Youth Development, Indigenisation and Empowerment minister Saviour Kasukuwere on Friday cancelled the operating licence of Caledonia Holdings which owns Blanket Mine after it failed to comply with indigenisation regulations.
Blanket Mine is based in Gwanda and extracts gold.
The company had been ordered to provide a final indigenisation implementation plan within seven days or face licence cancellation.
According to sources, Caledonia alleged failed to provide a “satisfactory” empowerment plan to Kasukuwere.
Kasukuwere is empowered by law to cancel operating licences of companies that fail to comply with empowerment legislation seeking to cede 51% shareholding to locals.

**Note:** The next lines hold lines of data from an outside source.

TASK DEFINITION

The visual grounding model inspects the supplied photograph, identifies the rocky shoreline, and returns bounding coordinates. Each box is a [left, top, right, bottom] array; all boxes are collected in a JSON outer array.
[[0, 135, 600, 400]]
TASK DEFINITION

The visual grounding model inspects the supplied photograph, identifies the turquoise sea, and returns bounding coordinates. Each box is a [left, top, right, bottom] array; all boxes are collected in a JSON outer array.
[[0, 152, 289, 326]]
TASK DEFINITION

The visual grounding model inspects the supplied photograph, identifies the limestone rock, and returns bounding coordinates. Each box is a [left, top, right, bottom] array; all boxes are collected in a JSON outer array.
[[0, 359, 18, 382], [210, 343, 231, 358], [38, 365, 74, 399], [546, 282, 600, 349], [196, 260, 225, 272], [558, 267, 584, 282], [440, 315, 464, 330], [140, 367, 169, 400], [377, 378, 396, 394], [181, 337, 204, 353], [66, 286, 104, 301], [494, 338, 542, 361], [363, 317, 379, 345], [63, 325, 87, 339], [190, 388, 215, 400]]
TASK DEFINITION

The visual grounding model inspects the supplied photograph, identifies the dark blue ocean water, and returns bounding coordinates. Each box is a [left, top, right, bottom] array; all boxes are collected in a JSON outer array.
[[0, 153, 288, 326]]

The development comes after Barclays Bank, Standard Chartered, six mining companies and five other firms were given a two-week ultimatum to submit “acceptable” indigenisation plans or risk losing their operating licences.
Zimplats and Mimosa, Duration Gold Mine, Blanket Mine and Murowa Diamonds are some of the mining companies that could be affected.
British American Tobacco, Nestle Zimbabwe and cotton processor Cargil Zimbabwe are also affected.
Kasukuwere gave BAT and Nestle the order to comply or risk losing their licences.
Under the General Notice 114/2011 companies were supposed to submit indigenisation plans spelling out how they intended to meet 51% equity participation by locals within five years.